Healthcare sector in disarray
We are concerned about the persistent chaos in our healthcare sector. The year 2025 was particularly troubling, as per a report by this daily, with prolonged service disruptions, medicine shortages, and policy paralysis. Thousands of people were deprived of essential care as a decades-long operational arrangement was abruptly scrapped without an effective alternative in place. At a time when the country is grappling with rising disease burdens and growing healthcare needs, these disruptions have exposed serious weaknesses in planning, coordination, and governance.
Trouble began with the sudden halt of USAID funding that affected critical programmes including tuberculosis control initiatives. The situation worsened when the interim government scrapped the proposed fifth Health, Population, and Nutrition Sector Programme (HPNSP), ending a framework that had guided health, nutrition, and family planning services since 1998. While the government argued that integrating sectoral programmes into regular ones would improve coordination, the transition was poorly managed. Months passed before alternative projects were approved, leaving gaps that directly harmed service delivery.

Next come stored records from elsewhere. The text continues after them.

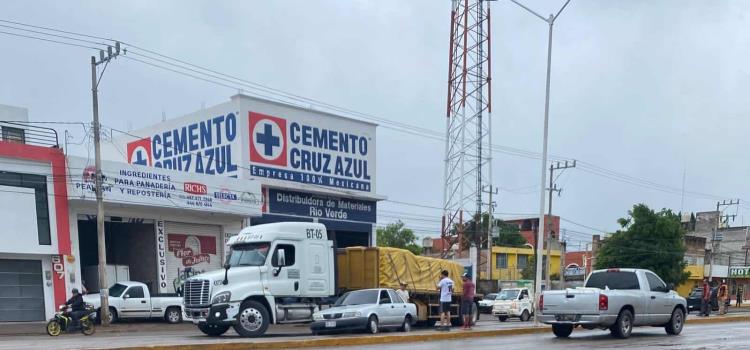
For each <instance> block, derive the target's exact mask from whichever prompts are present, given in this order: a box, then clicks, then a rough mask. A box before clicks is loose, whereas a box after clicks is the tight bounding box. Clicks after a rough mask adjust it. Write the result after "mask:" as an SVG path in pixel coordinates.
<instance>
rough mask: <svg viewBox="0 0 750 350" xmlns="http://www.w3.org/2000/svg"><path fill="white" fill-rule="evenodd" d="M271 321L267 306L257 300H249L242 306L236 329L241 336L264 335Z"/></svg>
mask: <svg viewBox="0 0 750 350" xmlns="http://www.w3.org/2000/svg"><path fill="white" fill-rule="evenodd" d="M269 323H270V316H269V315H268V310H266V307H265V306H263V304H261V303H259V302H257V301H254V300H247V301H245V302H243V303H242V305H241V306H240V312H239V313H238V314H237V323H236V324H235V325H234V330H235V331H237V334H239V335H240V336H243V337H247V338H254V337H258V336H261V335H263V333H265V332H266V329H268V325H269Z"/></svg>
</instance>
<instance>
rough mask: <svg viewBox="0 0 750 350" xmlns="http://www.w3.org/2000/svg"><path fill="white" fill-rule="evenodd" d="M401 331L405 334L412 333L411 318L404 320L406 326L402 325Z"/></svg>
mask: <svg viewBox="0 0 750 350" xmlns="http://www.w3.org/2000/svg"><path fill="white" fill-rule="evenodd" d="M401 331H402V332H405V333H406V332H411V316H408V315H407V316H406V318H404V324H403V325H401Z"/></svg>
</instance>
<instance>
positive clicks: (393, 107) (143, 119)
mask: <svg viewBox="0 0 750 350" xmlns="http://www.w3.org/2000/svg"><path fill="white" fill-rule="evenodd" d="M522 1H523V0H522ZM563 2H564V1H562V0H559V1H557V0H555V1H552V0H547V1H531V0H526V1H524V3H526V4H527V5H528V6H529V7H531V8H533V9H535V10H537V11H538V12H541V13H544V14H548V13H551V12H556V11H557V9H559V7H560V6H561V5H562V4H563ZM749 17H750V2H746V1H712V0H706V1H685V0H674V1H653V0H648V1H647V0H644V1H636V0H623V1H594V0H573V1H572V2H571V4H570V5H569V7H568V8H567V9H566V10H565V12H564V13H563V14H562V16H561V17H560V18H559V19H558V21H557V22H556V25H555V33H554V39H553V63H552V97H551V107H550V152H551V153H552V154H554V155H557V156H561V157H567V158H570V159H578V160H580V161H585V162H587V163H588V164H593V165H596V166H598V167H602V168H605V169H609V170H614V171H616V172H618V173H621V174H626V175H629V176H632V177H636V178H639V179H644V180H648V181H652V182H654V183H657V184H660V185H667V186H670V187H673V188H678V189H679V188H681V187H682V179H683V171H685V170H686V174H687V176H686V182H685V183H686V190H687V191H688V195H687V196H685V199H684V209H683V210H684V211H706V210H712V208H715V205H716V199H715V198H708V197H707V196H702V195H697V194H692V193H690V192H691V191H692V192H700V193H704V194H709V195H711V196H715V197H717V198H725V197H726V198H727V199H729V198H743V199H745V198H747V199H750V193H749V192H750V190H749V189H748V186H747V185H746V183H747V179H748V175H750V162H748V161H747V152H748V149H749V147H748V146H750V145H749V143H750V142H749V141H748V139H747V136H746V135H747V134H748V131H747V130H748V127H750V119H749V118H748V115H750V105H749V104H748V103H747V101H748V97H747V94H748V86H750V76H749V75H748V72H749V70H750V69H749V68H748V64H750V63H748V62H750V61H748V58H750V31H749V30H748V28H750V23H748V20H749V19H750V18H749ZM0 19H4V20H14V21H19V22H24V23H29V24H35V25H42V26H51V27H55V28H59V29H63V30H69V31H74V32H82V33H86V34H92V35H97V36H104V37H111V38H115V39H118V40H122V41H125V42H131V43H134V44H136V45H139V46H142V47H145V48H149V49H152V50H156V51H158V52H160V53H163V54H167V55H170V56H174V57H179V58H181V59H184V60H187V61H190V62H192V63H195V64H199V65H203V66H206V67H209V68H212V69H216V70H219V71H221V72H225V73H229V74H232V75H235V76H238V77H242V78H245V79H247V80H251V81H254V82H258V83H262V84H264V85H268V86H272V87H274V88H278V89H281V90H285V91H289V92H293V93H296V94H298V95H302V96H306V97H310V98H315V99H318V100H322V101H325V102H329V103H333V104H336V105H340V106H345V107H348V108H351V109H354V110H357V111H360V112H365V113H370V114H373V115H376V116H378V117H381V118H386V119H390V120H394V121H399V122H404V123H408V124H412V125H418V126H422V127H425V128H429V129H432V130H435V131H438V132H444V126H445V121H444V119H443V118H444V111H445V103H446V101H445V96H446V89H447V83H446V78H447V64H448V57H447V52H448V44H449V41H448V40H449V36H448V32H449V27H450V1H449V0H422V1H403V0H378V1H333V0H332V1H302V0H299V1H297V0H287V1H252V2H251V1H221V2H218V1H211V2H209V1H187V2H186V1H158V2H155V1H119V2H115V1H107V2H100V1H66V2H59V1H3V2H2V3H1V4H0ZM492 21H493V22H492V39H493V43H492V68H493V70H492V72H493V74H494V76H493V85H494V86H493V89H492V93H493V96H492V98H493V103H494V106H493V108H494V114H493V118H494V119H493V128H494V129H493V142H495V143H496V144H498V145H502V146H509V147H514V148H520V149H524V150H528V151H533V152H541V144H542V142H541V140H542V123H543V112H544V78H545V64H546V48H547V25H546V24H545V23H544V22H542V21H541V20H540V19H539V18H536V17H534V16H532V15H530V14H529V13H527V12H525V11H523V10H522V9H520V8H518V7H517V6H515V5H513V4H512V3H510V2H509V1H502V0H501V1H497V2H494V3H493V4H492ZM0 30H2V31H6V30H7V29H6V28H2V27H0ZM93 53H94V52H93V51H92V50H87V49H81V48H74V47H67V46H60V45H56V44H51V43H44V42H39V41H34V40H29V39H23V38H17V37H11V36H7V35H3V34H0V77H2V78H1V80H0V81H1V82H2V83H0V103H2V104H8V105H15V106H22V107H27V108H28V109H29V111H30V118H31V120H33V121H84V122H90V120H91V95H90V83H91V80H90V79H91V78H90V66H89V57H90V56H91V54H93ZM235 93H237V90H236V89H231V88H226V87H221V86H217V85H213V84H210V83H206V82H202V81H198V80H194V79H191V78H188V77H185V76H181V75H177V74H174V73H171V72H166V71H163V70H159V69H156V68H153V67H149V66H146V65H143V64H140V63H137V62H134V61H130V60H124V59H121V60H117V61H116V62H114V63H113V64H112V65H111V66H110V67H109V68H108V70H107V72H106V74H105V76H104V80H103V82H102V84H101V95H100V96H101V98H100V111H101V120H102V123H103V124H104V125H105V126H109V127H115V128H120V129H137V128H141V127H146V126H149V125H151V124H154V123H157V122H159V121H160V120H161V115H162V112H164V113H165V114H166V116H167V117H168V118H174V117H178V116H180V115H183V114H186V113H189V112H193V111H195V110H197V109H199V108H200V107H201V104H205V105H207V106H211V105H214V104H218V103H221V102H224V101H226V100H228V98H229V96H231V95H233V94H235ZM64 128H67V129H68V130H70V131H71V132H72V134H73V136H74V138H73V139H72V142H76V141H78V142H79V141H81V140H82V137H83V131H82V128H81V127H77V126H75V125H69V126H66V127H59V129H60V130H62V129H64ZM377 144H378V145H377V153H378V159H377V162H378V163H377V166H378V169H377V191H378V193H379V194H382V195H385V196H387V197H388V198H390V199H393V200H398V201H405V202H411V203H420V204H423V205H426V206H434V207H440V206H441V205H442V203H441V201H442V193H443V191H442V182H443V162H442V159H443V156H444V154H443V144H442V142H439V141H435V140H431V139H428V138H422V137H416V136H413V135H409V134H405V133H400V132H396V131H392V130H388V129H385V128H380V129H379V130H378V136H377ZM70 149H71V151H72V152H74V153H76V154H79V155H80V154H83V155H85V154H86V150H85V148H82V147H71V148H70ZM539 167H540V163H539V160H536V159H530V158H523V157H517V156H510V155H506V154H501V153H496V154H495V158H494V164H493V169H494V170H493V171H494V173H493V174H494V183H495V185H497V186H500V187H501V188H502V190H501V192H500V198H499V201H498V203H499V208H498V209H497V211H498V212H501V213H516V214H526V213H529V214H532V213H535V212H537V210H538V207H539V192H538V191H539V188H538V183H539ZM613 177H616V176H612V175H611V174H610V175H608V176H602V175H596V174H592V172H591V169H589V170H588V171H586V170H585V169H573V170H568V171H566V172H565V173H564V174H563V175H561V176H560V178H559V179H558V186H560V187H562V188H563V189H564V190H563V192H562V196H561V197H559V198H555V200H554V208H553V211H554V213H555V214H557V215H561V216H562V217H563V218H564V219H568V220H572V221H573V222H576V223H579V224H584V225H586V226H589V227H590V228H587V227H582V226H579V225H576V224H573V223H570V222H563V225H562V227H563V228H566V229H568V230H569V239H571V240H572V241H574V243H573V245H574V247H575V245H576V244H577V243H576V242H578V241H581V240H588V239H589V235H590V233H592V232H594V231H593V230H592V229H591V228H595V229H601V230H614V229H616V228H617V223H616V220H617V218H619V217H622V216H624V215H626V213H627V210H628V209H629V208H631V207H632V205H633V204H635V203H638V202H643V203H646V204H648V205H650V206H652V207H656V208H661V207H667V208H672V209H674V210H675V211H679V210H680V209H681V196H680V195H679V193H678V194H674V193H666V192H664V191H658V190H654V189H648V188H644V187H643V186H638V185H633V184H630V183H626V182H624V181H622V178H621V177H619V178H618V179H614V178H613ZM635 182H638V183H641V184H643V183H642V182H640V180H638V181H635ZM678 192H679V191H678ZM747 208H750V203H748V206H747ZM379 210H380V211H381V212H382V215H381V216H380V218H379V219H380V220H379V221H380V222H382V223H387V222H390V221H394V220H395V219H396V217H397V216H400V215H399V214H394V212H400V213H402V215H401V216H403V217H404V218H407V219H408V220H405V221H407V222H408V223H409V224H410V225H411V226H412V227H414V228H415V229H416V230H417V232H418V233H420V234H423V233H427V232H434V233H435V234H437V232H438V231H439V216H440V212H439V210H434V209H428V208H421V207H415V206H404V205H399V204H395V203H389V202H385V203H383V204H381V205H380V206H379ZM729 211H730V212H729V213H730V214H734V212H735V209H730V210H729ZM748 213H749V212H748V211H747V210H743V208H739V212H738V214H740V216H738V219H737V222H736V223H735V225H741V224H743V223H747V224H750V216H748V215H747V214H748ZM416 215H420V216H419V220H417V217H416ZM422 215H424V216H422ZM511 216H517V215H511ZM744 221H747V222H744ZM573 231H577V232H573Z"/></svg>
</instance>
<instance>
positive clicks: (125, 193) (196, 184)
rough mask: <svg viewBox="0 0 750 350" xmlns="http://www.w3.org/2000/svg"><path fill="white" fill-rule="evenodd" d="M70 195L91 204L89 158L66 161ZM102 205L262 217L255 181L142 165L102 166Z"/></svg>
mask: <svg viewBox="0 0 750 350" xmlns="http://www.w3.org/2000/svg"><path fill="white" fill-rule="evenodd" d="M67 162H68V170H69V172H70V173H69V174H68V176H69V179H70V182H69V183H68V197H69V198H70V199H71V200H95V199H96V193H95V186H96V185H95V179H96V178H95V174H96V172H95V169H94V167H93V166H92V165H91V164H90V163H91V162H89V161H87V159H84V158H79V157H68V158H67ZM102 175H103V186H102V188H103V195H104V201H105V202H109V203H119V204H133V205H145V206H154V207H164V208H175V209H188V210H200V211H203V212H215V213H227V214H238V215H243V216H260V215H261V209H262V204H263V195H262V193H261V188H260V184H259V183H258V182H257V181H247V180H239V179H234V178H230V177H224V176H211V175H197V174H186V173H184V172H181V171H177V170H167V169H160V168H156V167H148V166H142V165H135V164H128V163H118V162H107V161H105V162H102Z"/></svg>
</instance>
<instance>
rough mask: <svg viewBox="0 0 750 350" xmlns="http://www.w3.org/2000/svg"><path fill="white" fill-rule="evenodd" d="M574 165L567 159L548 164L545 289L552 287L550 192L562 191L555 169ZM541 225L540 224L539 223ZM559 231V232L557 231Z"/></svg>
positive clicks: (551, 198)
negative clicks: (548, 171) (548, 219)
mask: <svg viewBox="0 0 750 350" xmlns="http://www.w3.org/2000/svg"><path fill="white" fill-rule="evenodd" d="M575 167H576V161H575V160H573V163H572V164H569V163H568V161H567V160H566V161H565V164H561V163H560V162H556V163H555V164H550V166H549V188H548V190H549V203H548V211H547V217H548V218H549V224H548V225H547V237H546V244H547V264H546V266H545V272H546V273H545V280H544V281H545V283H546V286H547V290H549V289H551V288H552V284H551V283H552V282H551V281H550V276H551V275H550V272H551V271H550V270H551V269H552V193H554V192H557V195H558V196H559V195H560V194H561V193H562V189H560V188H557V184H555V183H554V182H555V177H554V175H555V170H565V169H569V168H575ZM540 227H541V225H540ZM558 233H559V232H558Z"/></svg>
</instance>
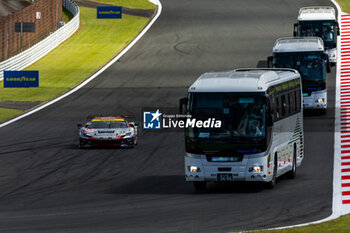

Reportedly, hundreds of upazila-level hospitals faced disruptions in the supply of medicines for chronic conditions such as diabetes and hypertension. Around 14,500 community clinics—serving nearly half a million people daily—experienced prolonged shortages of essential drugs after procurement stalled for almost a year. Even when funding was later allocated, bureaucratic complications again halted procurement. Moreover, dengue outbreaks overwhelmed hospitals, influenza infection rates reached a record high, and the total fertility rate rose for the first time in five decades, signalling setbacks in preventive and family planning services.
While the promotion of over 6,000 doctors was a welcome step, placing most of them in supernumerary posts without adequate infrastructure or deployment planning has limited its benefit. This again reflects the absence of efficient leadership and long-term planning, a major weakness of our health sector. Meanwhile, the recommendations of the Health Sector Reform Commission—ranging from making primary healthcare a constitutional obligation to establishing independent and decentralised health authorities—were widely recognised as pragmatic and necessary to make healthcare efficient, accountable, and accessible to all, but little visible effort has been made to translate these proposals into concrete action.
Overall, abrupt policy decisions, weak administrative capacity, and neglect of reform have left the sector in a fragile state, depriving many of much-needed care. We hope the next elected government will take it upon itself to rid the sector of these long-standing challenges, but that doesn't mean that those in charge now should abdicate their responsibility for stabilising services and laying the groundwork for meaningful reform. Together, they must ensure better budget utilisation, continuity of essential programmes, and the implementation of long-discussed reforms. Otherwise, the vision of a people-oriented healthcare system will remain a distant dream.